Altogether, a really nice evening.

Meetup report: 8 November 2018

Last week:

I finally figured out a good rendering setting for my random-scorped vase so that it takes less than forever to produce a rendered stl file. I started heating up the printer, but then got busy discussing things.

Steph got a few mini drone boards from a friend. He wasn’t sure what condition they were in, apart from the motors being gone. He managed to solder some leads to the power input, and the board lit up. Progress!

Kolijn (first time visitor) worked a bit on a Lora board that was developed together with JP Meijers. This board transmits GPS location on a regular basis. If any TTN (The Things Network) access points pick up the transmissions, they store that in the cloud together with some signal strength stats etc. This then allows them to produce a coverage map of TTN coverage.

He was looking at light pipes to mount in the standard bought case, instead of having to wire up external LEDs. Looks like a good solution. The switch is still a problem, since they want something recessed that cannot be accidentally switched off.

Kim visited, and we talked through a few options for her silicone bioreactor stretching setup. The basic setup would involve having a silicone part with some Tyvek sheets molded in on each side.
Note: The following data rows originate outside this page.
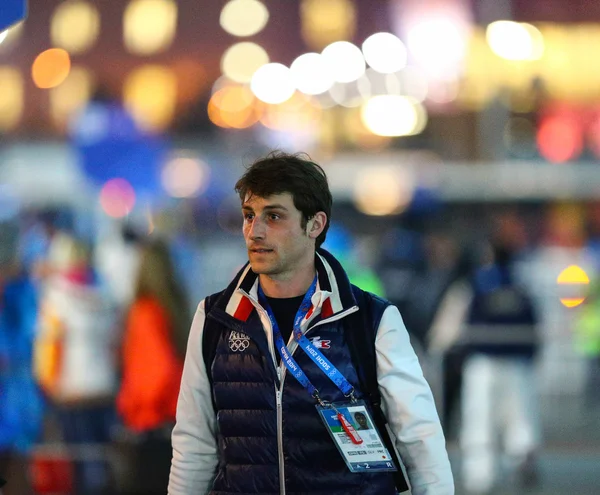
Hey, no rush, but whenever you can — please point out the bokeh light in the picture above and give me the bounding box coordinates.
[362,32,407,74]
[290,53,334,95]
[251,63,295,104]
[99,178,136,218]
[486,21,545,61]
[557,265,590,308]
[407,18,467,77]
[208,84,262,129]
[51,1,100,54]
[124,0,177,55]
[50,66,94,128]
[361,95,427,137]
[353,166,415,216]
[31,49,71,89]
[329,76,370,108]
[162,156,210,198]
[0,30,8,45]
[0,67,23,131]
[321,41,365,83]
[220,0,269,37]
[259,93,321,131]
[537,114,583,163]
[123,65,177,131]
[221,42,269,83]
[300,0,356,50]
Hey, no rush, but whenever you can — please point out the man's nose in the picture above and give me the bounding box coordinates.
[248,217,266,239]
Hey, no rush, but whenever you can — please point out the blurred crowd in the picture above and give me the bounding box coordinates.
[1,200,600,495]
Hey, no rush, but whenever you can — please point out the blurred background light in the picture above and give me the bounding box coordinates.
[328,76,370,108]
[51,1,100,54]
[300,0,356,51]
[259,93,321,130]
[208,84,262,129]
[123,65,177,131]
[0,30,8,44]
[537,113,583,163]
[557,264,590,308]
[220,0,269,37]
[353,166,415,216]
[406,18,467,78]
[251,63,295,104]
[161,156,210,198]
[49,67,94,129]
[31,49,71,89]
[486,21,545,61]
[290,52,334,95]
[124,0,177,55]
[0,67,23,131]
[99,178,136,218]
[361,95,427,136]
[221,42,269,83]
[362,32,407,74]
[321,41,365,83]
[399,66,429,102]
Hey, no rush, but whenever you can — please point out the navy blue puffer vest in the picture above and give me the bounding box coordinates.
[203,251,397,495]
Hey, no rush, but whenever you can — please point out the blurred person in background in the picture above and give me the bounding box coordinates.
[117,238,189,495]
[573,280,600,409]
[0,221,44,495]
[426,246,476,441]
[459,225,541,494]
[34,233,118,495]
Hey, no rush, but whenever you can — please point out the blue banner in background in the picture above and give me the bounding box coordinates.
[0,0,27,32]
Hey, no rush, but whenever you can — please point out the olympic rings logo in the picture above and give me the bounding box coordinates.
[229,331,250,352]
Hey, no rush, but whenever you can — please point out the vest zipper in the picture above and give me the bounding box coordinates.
[276,388,286,495]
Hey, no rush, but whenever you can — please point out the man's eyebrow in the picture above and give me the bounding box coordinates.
[242,203,289,211]
[263,204,288,211]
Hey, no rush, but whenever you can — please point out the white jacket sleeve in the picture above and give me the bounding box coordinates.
[168,300,219,495]
[376,305,454,495]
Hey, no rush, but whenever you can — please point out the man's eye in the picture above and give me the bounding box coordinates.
[269,214,280,220]
[244,213,254,221]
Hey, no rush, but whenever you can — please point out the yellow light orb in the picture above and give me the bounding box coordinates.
[557,265,590,308]
[220,0,269,37]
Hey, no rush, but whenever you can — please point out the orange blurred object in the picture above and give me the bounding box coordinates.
[32,48,71,89]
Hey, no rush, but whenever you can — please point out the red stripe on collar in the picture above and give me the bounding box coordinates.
[233,296,254,322]
[321,298,333,319]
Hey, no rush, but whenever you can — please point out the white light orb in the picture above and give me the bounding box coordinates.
[321,41,365,83]
[361,95,427,137]
[290,52,335,95]
[251,63,295,104]
[362,32,407,74]
[486,21,544,61]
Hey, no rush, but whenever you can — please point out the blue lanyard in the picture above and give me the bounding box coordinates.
[258,277,355,402]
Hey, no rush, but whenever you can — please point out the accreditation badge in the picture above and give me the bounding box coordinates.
[316,400,398,473]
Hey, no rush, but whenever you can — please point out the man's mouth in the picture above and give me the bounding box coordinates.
[250,248,274,254]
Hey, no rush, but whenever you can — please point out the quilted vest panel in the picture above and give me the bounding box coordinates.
[207,307,397,495]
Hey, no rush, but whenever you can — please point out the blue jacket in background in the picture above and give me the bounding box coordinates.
[465,263,539,358]
[0,273,45,453]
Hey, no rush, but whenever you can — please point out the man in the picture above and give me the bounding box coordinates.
[168,152,454,495]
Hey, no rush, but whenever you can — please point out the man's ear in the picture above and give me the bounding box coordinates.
[307,212,327,240]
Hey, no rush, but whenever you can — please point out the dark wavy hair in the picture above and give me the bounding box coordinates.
[234,151,332,248]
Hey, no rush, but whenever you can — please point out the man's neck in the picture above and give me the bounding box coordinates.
[259,266,316,298]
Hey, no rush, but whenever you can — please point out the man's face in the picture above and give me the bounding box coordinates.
[242,192,316,279]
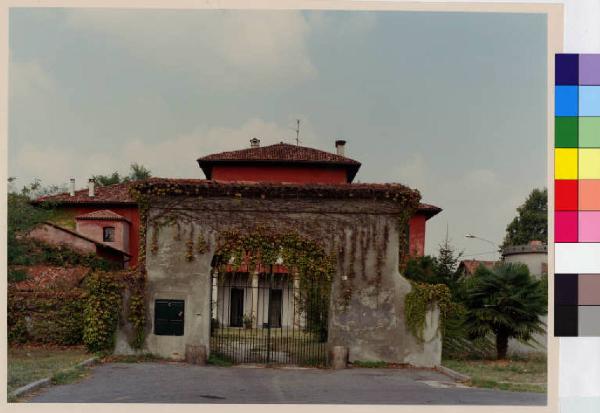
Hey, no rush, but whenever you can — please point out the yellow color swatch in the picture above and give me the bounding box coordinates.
[579,148,600,179]
[555,148,578,179]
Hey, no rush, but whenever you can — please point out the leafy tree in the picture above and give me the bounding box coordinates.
[7,178,62,266]
[92,163,152,186]
[463,262,547,360]
[502,188,547,248]
[403,255,437,284]
[92,171,123,186]
[128,163,152,180]
[403,237,463,293]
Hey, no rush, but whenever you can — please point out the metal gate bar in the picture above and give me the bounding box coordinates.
[210,268,329,366]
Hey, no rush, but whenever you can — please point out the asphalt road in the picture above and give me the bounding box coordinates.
[26,362,546,405]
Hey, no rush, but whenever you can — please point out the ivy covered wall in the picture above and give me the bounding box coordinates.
[116,185,442,366]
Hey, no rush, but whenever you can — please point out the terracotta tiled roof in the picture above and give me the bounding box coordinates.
[417,202,442,219]
[134,178,421,203]
[33,179,441,214]
[197,143,362,181]
[198,142,361,164]
[12,265,90,291]
[458,259,498,276]
[76,209,131,223]
[33,182,136,205]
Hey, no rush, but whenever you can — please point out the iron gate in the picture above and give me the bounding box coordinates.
[210,270,329,366]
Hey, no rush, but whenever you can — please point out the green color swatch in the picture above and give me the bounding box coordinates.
[555,117,579,148]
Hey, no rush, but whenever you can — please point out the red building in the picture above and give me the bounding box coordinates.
[34,139,440,265]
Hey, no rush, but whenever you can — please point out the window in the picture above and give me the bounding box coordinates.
[154,300,184,336]
[103,226,115,242]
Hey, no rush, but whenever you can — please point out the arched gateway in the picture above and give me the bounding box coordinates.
[209,229,333,365]
[114,178,443,368]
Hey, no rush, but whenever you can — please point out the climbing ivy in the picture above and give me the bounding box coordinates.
[127,179,422,349]
[215,227,335,282]
[404,281,452,343]
[83,271,123,353]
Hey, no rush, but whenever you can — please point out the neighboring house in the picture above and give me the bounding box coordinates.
[501,240,548,356]
[502,240,548,279]
[34,139,443,366]
[456,259,498,277]
[32,182,140,268]
[27,221,131,267]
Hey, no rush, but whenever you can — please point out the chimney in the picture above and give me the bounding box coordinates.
[250,138,261,148]
[88,178,95,197]
[69,178,75,196]
[335,140,346,156]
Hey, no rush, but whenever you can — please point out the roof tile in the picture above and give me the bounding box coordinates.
[198,142,360,165]
[76,209,131,222]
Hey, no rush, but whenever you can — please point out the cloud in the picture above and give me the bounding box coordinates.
[392,153,428,190]
[388,152,530,259]
[9,60,56,102]
[64,9,316,89]
[307,11,377,37]
[11,118,319,188]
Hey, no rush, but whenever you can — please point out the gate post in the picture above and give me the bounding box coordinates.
[186,344,207,365]
[251,271,259,328]
[211,270,218,321]
[329,346,349,369]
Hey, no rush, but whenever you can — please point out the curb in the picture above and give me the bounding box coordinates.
[8,356,99,400]
[436,365,471,383]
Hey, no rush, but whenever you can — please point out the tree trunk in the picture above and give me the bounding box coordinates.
[496,333,509,360]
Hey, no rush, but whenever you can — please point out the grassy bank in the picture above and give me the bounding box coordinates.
[443,356,547,393]
[8,345,90,395]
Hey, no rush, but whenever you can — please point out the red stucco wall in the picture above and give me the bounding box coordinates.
[211,165,348,184]
[408,214,427,257]
[76,219,130,254]
[67,206,140,267]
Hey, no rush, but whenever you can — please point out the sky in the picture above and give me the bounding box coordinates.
[8,8,547,260]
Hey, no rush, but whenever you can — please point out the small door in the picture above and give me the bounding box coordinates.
[268,289,283,328]
[229,288,244,327]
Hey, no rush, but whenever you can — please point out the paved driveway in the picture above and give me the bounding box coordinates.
[27,362,546,405]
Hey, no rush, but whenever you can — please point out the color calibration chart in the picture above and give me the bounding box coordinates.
[555,54,600,336]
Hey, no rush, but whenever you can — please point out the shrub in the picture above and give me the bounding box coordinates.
[7,290,86,345]
[464,263,547,360]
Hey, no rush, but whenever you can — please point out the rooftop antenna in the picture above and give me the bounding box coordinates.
[294,119,301,145]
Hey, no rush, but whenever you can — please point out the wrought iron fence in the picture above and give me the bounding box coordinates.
[210,270,329,366]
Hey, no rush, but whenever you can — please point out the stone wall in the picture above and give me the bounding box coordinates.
[115,196,441,366]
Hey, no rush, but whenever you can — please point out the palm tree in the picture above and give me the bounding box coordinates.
[464,262,547,360]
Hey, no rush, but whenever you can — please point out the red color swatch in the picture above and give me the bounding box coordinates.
[556,180,579,210]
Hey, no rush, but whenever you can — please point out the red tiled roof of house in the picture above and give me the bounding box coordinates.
[33,179,441,214]
[12,265,90,291]
[458,259,498,276]
[76,209,131,223]
[33,181,136,205]
[198,142,361,164]
[416,202,442,219]
[197,143,362,181]
[134,178,420,203]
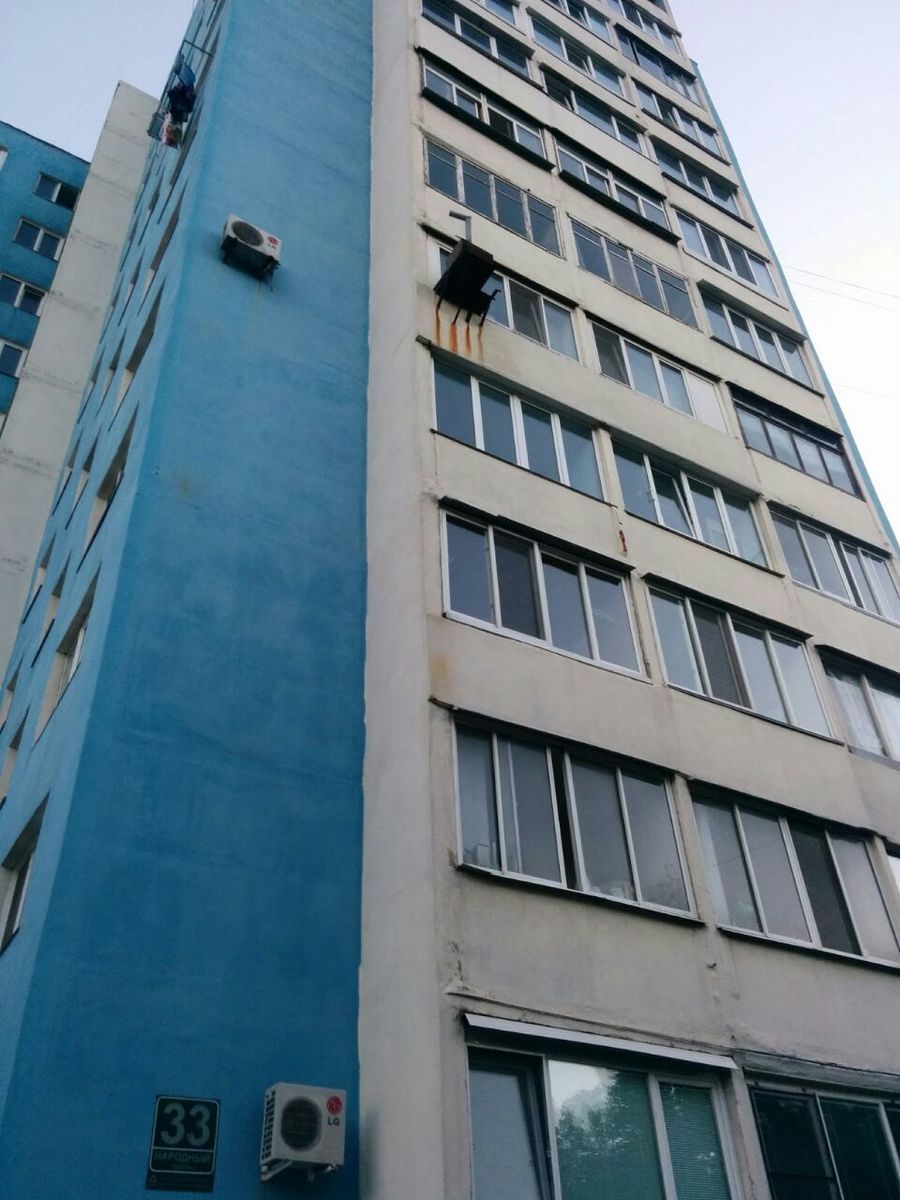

This would then be attached to an 8mm shaft that turns to give the stretch. An 8mm shaft gives about 24mm of movement per full rotation, and there will be one on each side. Even if rotation is limited to half a rotation, that provides about 24 mm of stretch, which is more than the 10% needed on a 100mm silicone surface.

This week:

The vase got printed! Due to the low-poly render, the edges are quite sharp, so there is a lot of ghosting on the surfaces. Not great, but at least it works.

I also started with a project to print parts containers, like little parts bins that I can arrange on a grid. Single wall for this is not great, and my printer seems to have a few problems with the bottom 5mm of the prints, so this was not a huge success. Yet.

Steph brought along a cardboard plane that he wants to put radio control onto. It might be too heavy for the motors he has, so we discussed some alternative materials and design. We went into propeller selection and gearing as well.

Kolijn worked on the layout for the TTN GPS board and chatted a bit about how it works with Jan, who helped set up the hi-sites for this and had some ideas around power saving for the GPS module.

The motors and motor drivers for the MaslowCNC arrived! Jan and Otto got the motors turning with PWM and reading the encoders. At the end of the evening, they got the motors to run 5000 encoder steps and then reverse for 5000 steps, so we now have some confidence that it all works together.

We also spent some time discussing the layout of the frame for the MaslowCNC, taking into account that we want to cut right to the edges of a 4X8 foot board.